Artinya lanjut dia, permohonan nomor 90/PUU-XXI/2023 tidak menyandarkan alasan-alasan permohonannya pada pejabat yang dipilih (elected official).
Sedangkan, amar putusannya justru jauh menjadi “ … atau pernah/sedang menduduki jabatan yang dipilih melalui pemilihan umum termasuk pemilihan kepala daerah”.
“Dengan begitu, putusan tersebut telah menyebabkan MK terjerembab pada posisi positif legislator yang dominan dan rentan akan abuse of power (penyalahgunaan kekuasaan kehakiman),” tandasnya.
Dilanjutkan, konstruksi hukum yang dibangun MK dalam Putusan Nomor 90/PUU-XXI/2023 sangat dangkal dan amat mudah dirobohkan, bahkan semestinya tidak executable.

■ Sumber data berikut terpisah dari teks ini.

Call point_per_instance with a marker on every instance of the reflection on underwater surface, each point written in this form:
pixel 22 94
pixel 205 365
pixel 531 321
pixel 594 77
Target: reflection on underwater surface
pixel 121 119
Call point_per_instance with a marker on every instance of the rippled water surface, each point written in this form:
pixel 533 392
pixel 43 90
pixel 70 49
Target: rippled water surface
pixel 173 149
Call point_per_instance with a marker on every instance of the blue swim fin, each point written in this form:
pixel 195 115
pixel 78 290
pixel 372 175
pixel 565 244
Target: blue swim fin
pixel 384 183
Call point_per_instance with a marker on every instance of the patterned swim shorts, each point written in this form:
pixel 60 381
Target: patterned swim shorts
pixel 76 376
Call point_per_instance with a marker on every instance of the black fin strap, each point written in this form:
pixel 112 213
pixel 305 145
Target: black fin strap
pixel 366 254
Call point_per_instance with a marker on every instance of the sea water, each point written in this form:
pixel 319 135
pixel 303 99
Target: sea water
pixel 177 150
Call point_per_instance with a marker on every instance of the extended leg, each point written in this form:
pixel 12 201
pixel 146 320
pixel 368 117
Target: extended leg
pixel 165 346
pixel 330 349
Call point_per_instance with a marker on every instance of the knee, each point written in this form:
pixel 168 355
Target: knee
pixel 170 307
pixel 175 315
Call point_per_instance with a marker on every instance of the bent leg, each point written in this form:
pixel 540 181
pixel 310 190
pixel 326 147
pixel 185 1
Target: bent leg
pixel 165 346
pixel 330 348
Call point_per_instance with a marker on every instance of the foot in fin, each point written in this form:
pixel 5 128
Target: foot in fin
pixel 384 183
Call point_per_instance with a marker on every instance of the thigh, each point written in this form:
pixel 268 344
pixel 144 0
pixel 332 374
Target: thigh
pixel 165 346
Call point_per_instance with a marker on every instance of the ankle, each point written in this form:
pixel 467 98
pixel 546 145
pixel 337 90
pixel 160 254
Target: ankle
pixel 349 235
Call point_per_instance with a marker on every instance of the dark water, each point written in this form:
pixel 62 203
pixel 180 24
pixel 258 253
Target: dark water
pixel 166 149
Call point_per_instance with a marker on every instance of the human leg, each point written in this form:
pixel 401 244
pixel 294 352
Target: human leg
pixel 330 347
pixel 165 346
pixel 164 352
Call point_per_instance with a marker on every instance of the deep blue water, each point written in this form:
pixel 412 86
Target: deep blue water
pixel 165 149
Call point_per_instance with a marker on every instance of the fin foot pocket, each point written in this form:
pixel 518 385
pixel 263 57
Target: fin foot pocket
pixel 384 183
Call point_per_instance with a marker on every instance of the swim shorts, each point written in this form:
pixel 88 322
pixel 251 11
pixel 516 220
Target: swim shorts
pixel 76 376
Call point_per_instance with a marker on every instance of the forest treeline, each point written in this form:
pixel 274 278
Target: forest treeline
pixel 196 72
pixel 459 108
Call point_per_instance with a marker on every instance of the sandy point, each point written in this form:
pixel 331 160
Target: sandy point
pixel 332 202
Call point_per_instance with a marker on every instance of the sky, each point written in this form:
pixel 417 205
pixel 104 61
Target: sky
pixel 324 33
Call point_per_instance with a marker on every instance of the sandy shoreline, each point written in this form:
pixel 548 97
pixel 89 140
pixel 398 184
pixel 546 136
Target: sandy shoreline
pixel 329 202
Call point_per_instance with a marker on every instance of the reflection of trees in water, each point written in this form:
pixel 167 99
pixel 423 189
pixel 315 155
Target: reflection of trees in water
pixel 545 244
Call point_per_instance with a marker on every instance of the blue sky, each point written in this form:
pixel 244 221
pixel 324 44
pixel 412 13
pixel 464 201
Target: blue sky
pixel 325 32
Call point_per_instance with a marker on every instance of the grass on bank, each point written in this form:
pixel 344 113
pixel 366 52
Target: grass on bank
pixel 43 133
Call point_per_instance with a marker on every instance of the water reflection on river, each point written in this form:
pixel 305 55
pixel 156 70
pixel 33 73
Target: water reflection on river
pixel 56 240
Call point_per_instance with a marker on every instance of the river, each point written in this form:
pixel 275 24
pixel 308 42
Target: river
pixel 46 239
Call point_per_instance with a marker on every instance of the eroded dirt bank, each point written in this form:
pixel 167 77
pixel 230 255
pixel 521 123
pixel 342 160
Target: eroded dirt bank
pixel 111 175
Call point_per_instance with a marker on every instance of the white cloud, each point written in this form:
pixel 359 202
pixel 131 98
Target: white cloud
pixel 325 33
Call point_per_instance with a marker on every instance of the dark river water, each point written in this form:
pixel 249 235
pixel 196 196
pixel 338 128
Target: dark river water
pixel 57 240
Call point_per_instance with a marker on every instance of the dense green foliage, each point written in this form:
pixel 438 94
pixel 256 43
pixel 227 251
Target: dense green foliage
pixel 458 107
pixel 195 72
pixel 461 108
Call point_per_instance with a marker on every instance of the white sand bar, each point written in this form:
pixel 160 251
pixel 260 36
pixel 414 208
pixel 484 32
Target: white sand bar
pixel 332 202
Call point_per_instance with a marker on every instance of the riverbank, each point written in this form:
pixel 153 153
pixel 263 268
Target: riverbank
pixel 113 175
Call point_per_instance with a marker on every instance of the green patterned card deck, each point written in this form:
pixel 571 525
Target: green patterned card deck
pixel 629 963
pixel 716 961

Terlihat dari tidak padunya antara amar putusan dengan pertimbangan yang dibangun oleh para Hakim.
Sebenarnya Hakim yang memutus sesuai dan persis dengan amar putusan hanya tiga Hakim.
Di lain pihak terdapat tiga Hakim yang tegas menolak melalui pendapat berbeda (dissenting opinion), dan satu hakim menyatakan seharusnya perkara ini tidak dapat diterima.

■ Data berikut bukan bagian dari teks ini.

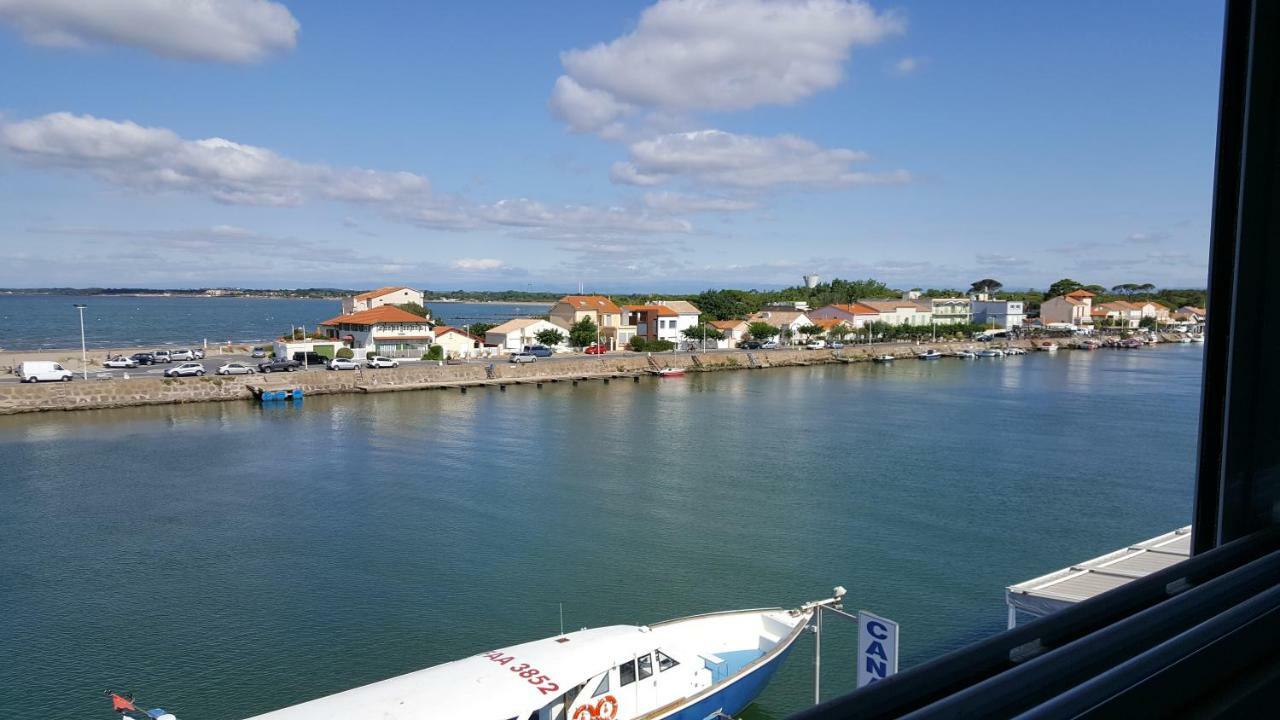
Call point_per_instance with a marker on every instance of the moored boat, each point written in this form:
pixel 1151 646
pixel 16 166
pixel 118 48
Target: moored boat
pixel 688 669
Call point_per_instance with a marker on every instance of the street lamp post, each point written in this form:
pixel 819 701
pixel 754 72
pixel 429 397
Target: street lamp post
pixel 83 350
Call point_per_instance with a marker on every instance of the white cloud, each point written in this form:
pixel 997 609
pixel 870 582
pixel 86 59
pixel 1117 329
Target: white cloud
pixel 908 65
pixel 158 159
pixel 718 158
pixel 680 203
pixel 228 31
pixel 717 55
pixel 479 264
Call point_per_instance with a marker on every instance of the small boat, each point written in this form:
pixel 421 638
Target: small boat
pixel 693 668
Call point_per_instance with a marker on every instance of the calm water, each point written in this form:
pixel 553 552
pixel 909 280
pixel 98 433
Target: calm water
pixel 223 560
pixel 30 322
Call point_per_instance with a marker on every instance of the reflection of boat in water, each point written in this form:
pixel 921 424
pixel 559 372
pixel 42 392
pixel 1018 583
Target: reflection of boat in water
pixel 693 668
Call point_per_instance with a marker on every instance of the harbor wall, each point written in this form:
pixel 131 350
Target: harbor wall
pixel 94 393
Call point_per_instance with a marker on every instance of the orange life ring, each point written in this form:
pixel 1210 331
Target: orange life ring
pixel 612 710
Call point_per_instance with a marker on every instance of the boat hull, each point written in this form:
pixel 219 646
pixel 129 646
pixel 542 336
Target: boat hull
pixel 732 696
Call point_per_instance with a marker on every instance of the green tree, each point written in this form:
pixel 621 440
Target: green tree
pixel 583 332
pixel 699 332
pixel 415 309
pixel 1063 287
pixel 986 285
pixel 810 331
pixel 762 331
pixel 480 328
pixel 549 337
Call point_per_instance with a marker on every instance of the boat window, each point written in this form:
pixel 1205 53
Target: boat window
pixel 664 661
pixel 603 687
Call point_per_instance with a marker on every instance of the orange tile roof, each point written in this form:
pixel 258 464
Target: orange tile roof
pixel 590 302
pixel 659 309
pixel 380 292
pixel 383 314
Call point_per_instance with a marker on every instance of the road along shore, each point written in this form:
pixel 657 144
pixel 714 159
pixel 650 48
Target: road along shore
pixel 96 395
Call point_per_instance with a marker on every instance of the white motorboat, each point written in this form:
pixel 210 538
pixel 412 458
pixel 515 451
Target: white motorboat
pixel 688 669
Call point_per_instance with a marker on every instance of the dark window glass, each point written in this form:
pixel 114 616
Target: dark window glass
pixel 664 661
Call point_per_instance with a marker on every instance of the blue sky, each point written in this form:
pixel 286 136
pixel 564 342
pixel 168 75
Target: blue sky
pixel 666 146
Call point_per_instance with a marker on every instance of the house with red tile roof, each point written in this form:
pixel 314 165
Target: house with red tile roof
pixel 385 331
pixel 391 295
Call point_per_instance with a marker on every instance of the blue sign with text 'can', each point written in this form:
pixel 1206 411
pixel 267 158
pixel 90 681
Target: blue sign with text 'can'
pixel 877 648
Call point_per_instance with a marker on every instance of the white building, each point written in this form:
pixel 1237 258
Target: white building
pixel 515 335
pixel 1004 314
pixel 383 331
pixel 392 295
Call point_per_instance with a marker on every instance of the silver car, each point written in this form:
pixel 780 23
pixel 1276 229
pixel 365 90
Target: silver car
pixel 186 369
pixel 236 369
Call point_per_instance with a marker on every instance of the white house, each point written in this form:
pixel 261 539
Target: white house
pixel 392 295
pixel 384 331
pixel 515 335
pixel 460 343
pixel 1004 314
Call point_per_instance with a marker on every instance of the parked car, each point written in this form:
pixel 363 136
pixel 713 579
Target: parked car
pixel 186 369
pixel 279 365
pixel 44 372
pixel 236 369
pixel 310 358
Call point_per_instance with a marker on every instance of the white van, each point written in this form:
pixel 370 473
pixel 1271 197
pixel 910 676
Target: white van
pixel 42 372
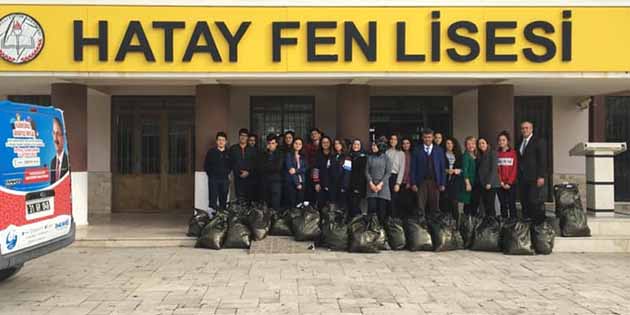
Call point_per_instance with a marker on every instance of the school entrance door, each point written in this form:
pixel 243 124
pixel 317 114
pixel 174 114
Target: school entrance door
pixel 152 153
pixel 408 115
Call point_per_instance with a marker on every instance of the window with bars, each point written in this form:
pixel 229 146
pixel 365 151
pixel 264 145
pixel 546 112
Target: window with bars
pixel 618 130
pixel 152 133
pixel 408 115
pixel 278 114
pixel 43 100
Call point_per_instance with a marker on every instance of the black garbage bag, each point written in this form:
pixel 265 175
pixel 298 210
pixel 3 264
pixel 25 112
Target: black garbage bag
pixel 487 235
pixel 259 222
pixel 467 228
pixel 570 212
pixel 281 223
pixel 213 235
pixel 543 236
pixel 239 209
pixel 516 238
pixel 197 222
pixel 555 222
pixel 239 235
pixel 365 232
pixel 444 233
pixel 306 224
pixel 395 233
pixel 573 222
pixel 382 239
pixel 335 230
pixel 417 234
pixel 566 196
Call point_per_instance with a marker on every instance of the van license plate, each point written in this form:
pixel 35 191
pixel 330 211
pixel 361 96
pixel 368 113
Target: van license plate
pixel 40 204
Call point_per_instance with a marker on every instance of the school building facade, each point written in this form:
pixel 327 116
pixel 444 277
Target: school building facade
pixel 146 85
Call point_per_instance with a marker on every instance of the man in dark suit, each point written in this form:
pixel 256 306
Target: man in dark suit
pixel 428 174
pixel 532 169
pixel 59 164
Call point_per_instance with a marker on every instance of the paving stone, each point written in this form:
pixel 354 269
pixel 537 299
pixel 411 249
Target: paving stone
pixel 185 281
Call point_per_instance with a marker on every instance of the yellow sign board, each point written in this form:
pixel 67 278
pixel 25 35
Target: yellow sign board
pixel 317 39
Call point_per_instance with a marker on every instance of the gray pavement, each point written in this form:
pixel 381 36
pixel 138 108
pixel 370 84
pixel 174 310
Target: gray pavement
pixel 196 281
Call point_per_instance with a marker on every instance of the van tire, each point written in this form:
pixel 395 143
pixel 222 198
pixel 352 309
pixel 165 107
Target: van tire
pixel 7 273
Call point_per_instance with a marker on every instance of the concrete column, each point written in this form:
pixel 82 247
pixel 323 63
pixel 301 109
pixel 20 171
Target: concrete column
pixel 496 110
pixel 211 116
pixel 99 152
pixel 72 99
pixel 465 110
pixel 353 112
pixel 597 123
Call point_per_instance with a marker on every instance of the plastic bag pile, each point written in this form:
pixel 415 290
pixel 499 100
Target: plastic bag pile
pixel 331 228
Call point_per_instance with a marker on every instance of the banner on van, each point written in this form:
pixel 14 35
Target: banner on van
pixel 34 176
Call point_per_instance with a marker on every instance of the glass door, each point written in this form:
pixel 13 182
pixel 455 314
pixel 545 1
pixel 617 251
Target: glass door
pixel 152 153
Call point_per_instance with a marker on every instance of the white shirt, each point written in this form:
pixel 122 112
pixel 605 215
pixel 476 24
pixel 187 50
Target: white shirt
pixel 59 165
pixel 428 149
pixel 525 143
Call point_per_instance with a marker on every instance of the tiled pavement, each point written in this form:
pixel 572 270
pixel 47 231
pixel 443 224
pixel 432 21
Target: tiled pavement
pixel 196 281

Sedangkan dua hakim yang juga dianggap mengabulkan sejatinya memiliki alasan berbeda (concurring opinion), yang pendapatnya tidak sama persis dengan tiga hakim yang mengabulkan.
Sehingga, posisi lima hakim yang mengabulkan permohonan, dua diantaranya seolah sangat dipaksakan.

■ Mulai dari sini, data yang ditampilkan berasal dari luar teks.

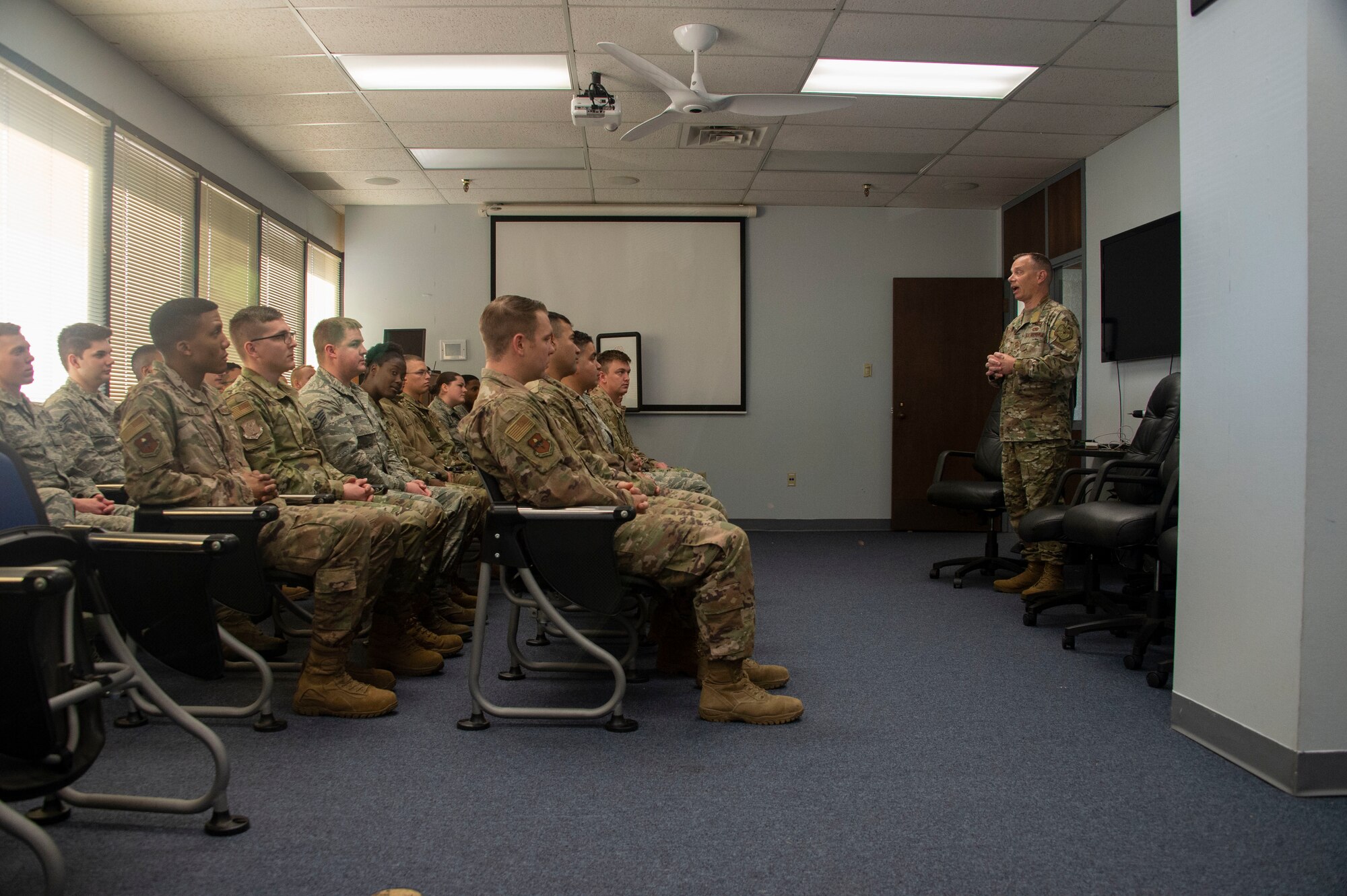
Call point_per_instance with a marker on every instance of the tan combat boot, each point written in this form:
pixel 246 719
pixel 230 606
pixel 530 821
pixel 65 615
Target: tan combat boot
pixel 729 696
pixel 1050 580
pixel 1019 583
pixel 325 689
pixel 766 677
pixel 394 648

“Artinya, amar putusan nomor 90/PUU-XXI/2023 pada dasarnya hanya dikabulkan oleh tiga Hakim saja,” jelasnya.
Menurut dia, Putusan Nomor 90/PUU-XXI/2023 diputus tanpa proses persidangan yang matang, holistik, objektif, dan berbobot.
Terbukti hanya diputus dengan Membaca permohonan Pemohon; Mendengar keterangan Pemohon; dan Memeriksa bukti-bukti Pemohon saja.
MK “dengan Pede-nya” menyatakan “permohonan a quo telah jelas maka dengan mendasarkan pada Pasal 54 UU MK, Mahkamah berpendapat tidak terdapat urgensi maupun kebutuhan untuk mendengar keterangan pihak-pihak sebagaimana disebut dalam Pasal 54 UU MK dimaksud.”
“Dengan demikian, perkara ini jelas terkesan terlalu bernafsu untuk cepat-cepat diputus, tanpa mendengar keterangan berbagai pihak dan tanpa pertimbangan yang matang, holistik, objektif, dan berbobot,” tukas Aprillia.
PSHK FH UII menilai, pendirian yang dibangun MK ini memberikan preseden buruk dan noktah hitam dalam perjuangan konstitusional, bahwa sebagai lembaga anak kandung reformasi yang seharusnya melestarikan demokrasi dan menjunjung tinggi konstitusi justru tidak mengindahkan prinsip demokrasi dan batasan kewenangan sebagai ruh dari konstitusi.
Hal ini rentan sebagai titik balik bagi rakyat untuk mulai menafikan penghormatan yang layak terhadap MK ke depannya.
PSHK FH UII berpendapat, pemberian legitimasi perubahan syarat calon presiden/wakil presiden melalui Putusan Nomor 90/PUU-XXI/2023 yang jelas-jelas mengabaikan logika hukum yang telah dibangun oleh MK sendiri melalui putusan-putusan terdahulu, dengan demikian tidak berlebihan memunculkan pendapat akademis bahwa telah terjadi legalisme otokratis, bahwa hukum digunakan sebagai alat untuk melegitimasi perbuatan/kepentingan para otokrat.
PSHK FH UII kemudian merekomendasikan Penyelenggara Negara (legislatif, eksekutif dan yudikatif) semestinya tetap tunduk pada konstitusi dan tidak menjadikan hukum sebagai alat untuk memuluskan/menguntungkan segelintir orang.
“Hakim Konstitusi seyogyanya menjunjung tinggi nilai-nilai kenegarawanan dengan memperlihatkan sikap yang teguh dan konsisten terhadap penyelenggaraan negara yang konstitusional melalui putusan-putusan yang dibangun atas pertimbangan matang, holistik, objektif, berbobot, logis, dan berkeadilan,” kata Aprillia.
Akademisi dan masyarakat sipil harus tetap memberikan pengawalan dan counter public untuk menciptakan kewarasan dan kejernihan dalam berpikir, serta agar penyelenggaraan negara tetap sesuai dengan hukum dan keadilan.